Tuesday, August 14, 2012

Summer Memories

Yesterday Jo Knowles posted one last Teacher's Write prompt.  Find a picture and write a list poem.  It's been rolling around in my head since then...
I think this is also going to be one of my first prompts for my students



It's over.

Summer, I mean. 
Where did it go? 
One day it was here and 
the next it was
Soaked up by the sun
Blown away by the wind
Lapped up by the waves

Memories
Play around in my mind
Giggling grandkids
Sitting in the lake
Squirt guns
Golf days spent searching for the shade
Concerts with friends
Fireworks
Lovely weddings
Long lovely days of 
doing 
absolutely 
nothing

Summer promises to be back
in the 
Tinkling of ice cubes
Caressing of warm breezes and
Screeching of the gull
Warm afternoons 

But the chill in the mornings
Evenings of sweatshirts and fires
Announces 
Autumn's arrival

Wednesday, August 8, 2012

Sharing My Learning

I'm taking a tech class this week. Today I created this little animated video that I embedded on my web site for my freshmen.  Thought I would share with all of you also.

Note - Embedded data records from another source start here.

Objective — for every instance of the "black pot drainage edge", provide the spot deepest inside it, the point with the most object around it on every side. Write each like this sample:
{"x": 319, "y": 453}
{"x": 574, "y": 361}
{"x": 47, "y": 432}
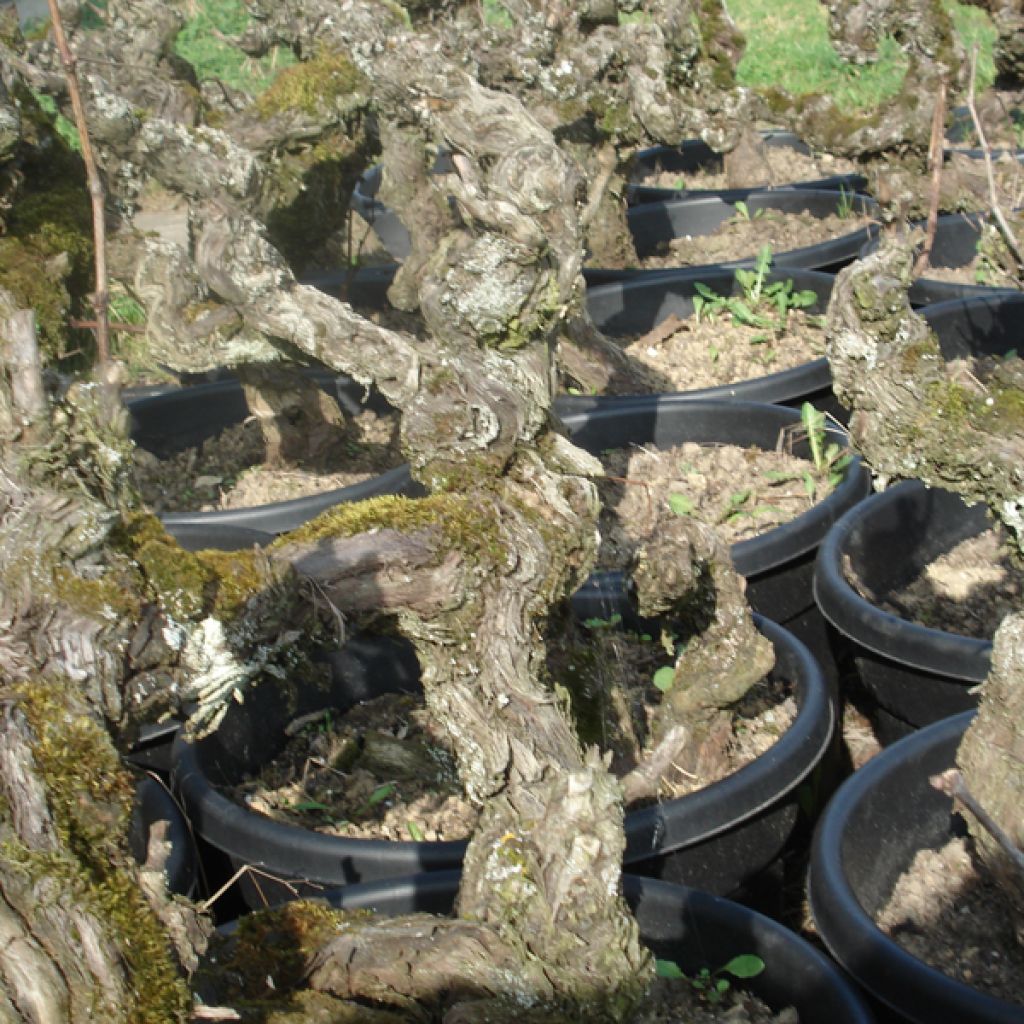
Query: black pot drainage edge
{"x": 176, "y": 420}
{"x": 655, "y": 223}
{"x": 693, "y": 156}
{"x": 955, "y": 246}
{"x": 914, "y": 674}
{"x": 690, "y": 928}
{"x": 870, "y": 832}
{"x": 718, "y": 837}
{"x": 779, "y": 563}
{"x": 635, "y": 306}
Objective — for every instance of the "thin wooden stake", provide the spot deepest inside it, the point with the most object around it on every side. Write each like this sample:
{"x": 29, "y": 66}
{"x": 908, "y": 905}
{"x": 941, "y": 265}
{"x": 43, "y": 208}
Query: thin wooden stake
{"x": 100, "y": 297}
{"x": 935, "y": 157}
{"x": 1000, "y": 219}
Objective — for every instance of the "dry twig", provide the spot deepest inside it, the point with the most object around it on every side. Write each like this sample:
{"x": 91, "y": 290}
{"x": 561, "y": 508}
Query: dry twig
{"x": 935, "y": 157}
{"x": 986, "y": 151}
{"x": 100, "y": 296}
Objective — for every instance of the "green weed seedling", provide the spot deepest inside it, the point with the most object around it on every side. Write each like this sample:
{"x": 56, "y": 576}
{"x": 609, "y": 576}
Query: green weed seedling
{"x": 762, "y": 304}
{"x": 829, "y": 460}
{"x": 664, "y": 678}
{"x": 713, "y": 986}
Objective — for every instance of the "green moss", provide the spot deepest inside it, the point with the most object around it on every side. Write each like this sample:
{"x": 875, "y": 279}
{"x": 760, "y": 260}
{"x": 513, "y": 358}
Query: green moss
{"x": 311, "y": 85}
{"x": 111, "y": 591}
{"x": 460, "y": 522}
{"x": 89, "y": 796}
{"x": 176, "y": 577}
{"x": 1008, "y": 408}
{"x": 232, "y": 578}
{"x": 50, "y": 216}
{"x": 276, "y": 944}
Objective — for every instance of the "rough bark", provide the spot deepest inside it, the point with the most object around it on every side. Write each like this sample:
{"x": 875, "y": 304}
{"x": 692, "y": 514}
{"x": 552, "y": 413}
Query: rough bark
{"x": 101, "y": 602}
{"x": 913, "y": 415}
{"x": 991, "y": 758}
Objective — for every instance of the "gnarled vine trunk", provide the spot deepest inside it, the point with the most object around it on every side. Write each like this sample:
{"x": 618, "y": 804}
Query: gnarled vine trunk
{"x": 110, "y": 625}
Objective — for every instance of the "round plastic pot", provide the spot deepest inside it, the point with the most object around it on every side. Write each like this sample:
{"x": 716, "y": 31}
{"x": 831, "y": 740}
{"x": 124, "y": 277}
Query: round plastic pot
{"x": 694, "y": 156}
{"x": 955, "y": 246}
{"x": 719, "y": 838}
{"x": 716, "y": 838}
{"x": 914, "y": 674}
{"x": 634, "y": 307}
{"x": 155, "y": 804}
{"x": 690, "y": 928}
{"x": 870, "y": 832}
{"x": 779, "y": 563}
{"x": 170, "y": 422}
{"x": 655, "y": 223}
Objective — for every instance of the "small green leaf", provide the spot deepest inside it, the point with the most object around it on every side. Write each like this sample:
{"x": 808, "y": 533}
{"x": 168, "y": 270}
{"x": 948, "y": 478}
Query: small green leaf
{"x": 310, "y": 805}
{"x": 667, "y": 969}
{"x": 381, "y": 793}
{"x": 664, "y": 678}
{"x": 603, "y": 624}
{"x": 681, "y": 505}
{"x": 744, "y": 966}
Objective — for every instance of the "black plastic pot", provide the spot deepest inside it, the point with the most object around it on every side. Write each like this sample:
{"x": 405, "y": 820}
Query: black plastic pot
{"x": 870, "y": 832}
{"x": 955, "y": 246}
{"x": 633, "y": 307}
{"x": 913, "y": 674}
{"x": 717, "y": 838}
{"x": 154, "y": 803}
{"x": 167, "y": 423}
{"x": 692, "y": 929}
{"x": 778, "y": 564}
{"x": 694, "y": 156}
{"x": 655, "y": 223}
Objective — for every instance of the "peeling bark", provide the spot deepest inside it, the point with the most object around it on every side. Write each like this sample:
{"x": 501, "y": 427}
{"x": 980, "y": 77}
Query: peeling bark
{"x": 991, "y": 758}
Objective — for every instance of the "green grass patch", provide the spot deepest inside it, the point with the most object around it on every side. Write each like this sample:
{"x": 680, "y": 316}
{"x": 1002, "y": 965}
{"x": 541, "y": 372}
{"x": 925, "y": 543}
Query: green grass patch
{"x": 787, "y": 47}
{"x": 204, "y": 43}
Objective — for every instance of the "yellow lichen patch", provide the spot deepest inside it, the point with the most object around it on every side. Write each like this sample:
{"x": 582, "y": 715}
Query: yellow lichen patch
{"x": 232, "y": 578}
{"x": 311, "y": 85}
{"x": 113, "y": 594}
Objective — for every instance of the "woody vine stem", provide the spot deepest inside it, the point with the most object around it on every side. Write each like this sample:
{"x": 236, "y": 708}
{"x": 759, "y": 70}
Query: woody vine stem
{"x": 100, "y": 298}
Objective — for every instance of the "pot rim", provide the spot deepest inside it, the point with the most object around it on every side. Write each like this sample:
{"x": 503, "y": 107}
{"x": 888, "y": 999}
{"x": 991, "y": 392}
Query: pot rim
{"x": 938, "y": 651}
{"x": 896, "y": 977}
{"x": 656, "y": 829}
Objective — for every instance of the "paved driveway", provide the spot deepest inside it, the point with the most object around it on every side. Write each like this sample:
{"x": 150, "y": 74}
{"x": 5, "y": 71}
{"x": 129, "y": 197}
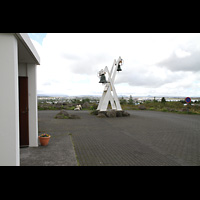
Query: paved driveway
{"x": 146, "y": 138}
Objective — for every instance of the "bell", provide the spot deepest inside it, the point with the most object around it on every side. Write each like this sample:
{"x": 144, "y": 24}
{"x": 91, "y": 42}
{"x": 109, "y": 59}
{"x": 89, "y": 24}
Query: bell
{"x": 103, "y": 79}
{"x": 119, "y": 68}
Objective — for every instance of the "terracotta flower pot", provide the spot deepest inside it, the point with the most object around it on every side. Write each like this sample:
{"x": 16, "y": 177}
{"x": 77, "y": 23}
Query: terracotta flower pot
{"x": 44, "y": 140}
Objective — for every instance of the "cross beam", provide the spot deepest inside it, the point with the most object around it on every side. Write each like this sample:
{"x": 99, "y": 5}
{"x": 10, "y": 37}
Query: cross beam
{"x": 109, "y": 93}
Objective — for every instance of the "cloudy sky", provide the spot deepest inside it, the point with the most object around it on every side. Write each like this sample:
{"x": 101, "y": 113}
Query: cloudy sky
{"x": 156, "y": 64}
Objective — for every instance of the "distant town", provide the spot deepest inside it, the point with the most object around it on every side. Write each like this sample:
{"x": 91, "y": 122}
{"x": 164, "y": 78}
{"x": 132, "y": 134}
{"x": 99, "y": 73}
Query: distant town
{"x": 95, "y": 99}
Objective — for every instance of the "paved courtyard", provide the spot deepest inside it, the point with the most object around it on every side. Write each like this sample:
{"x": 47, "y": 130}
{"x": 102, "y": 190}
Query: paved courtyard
{"x": 146, "y": 138}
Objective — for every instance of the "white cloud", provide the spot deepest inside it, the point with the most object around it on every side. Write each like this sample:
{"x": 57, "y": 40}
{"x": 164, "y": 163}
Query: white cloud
{"x": 154, "y": 64}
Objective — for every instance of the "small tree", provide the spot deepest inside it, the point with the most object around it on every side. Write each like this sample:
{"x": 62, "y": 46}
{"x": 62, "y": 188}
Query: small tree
{"x": 163, "y": 100}
{"x": 130, "y": 101}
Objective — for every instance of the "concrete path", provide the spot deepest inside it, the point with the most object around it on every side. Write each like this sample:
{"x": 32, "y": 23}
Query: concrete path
{"x": 146, "y": 138}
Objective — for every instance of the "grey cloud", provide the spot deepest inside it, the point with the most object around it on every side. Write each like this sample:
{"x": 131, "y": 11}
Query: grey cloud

DebDay's Animation by DebDay on GoAnimate

Video Maker - Powered by GoAnimate.

Saturday, August 4, 2012

Mark Twain Live

I am not a fan of so-called "classic" books. I generally think they don't have much value for some of our students. Especially British Lit, as my roomie will tell you.

But I love Mark Twain. And while reading through my Twitter feeds this morning, I found a link to this little vide. The only footage of Mark Twain in existence. And the English teacher geek in me got a little excited.  But who to share it with?  

You are the only people I know who will find this cool.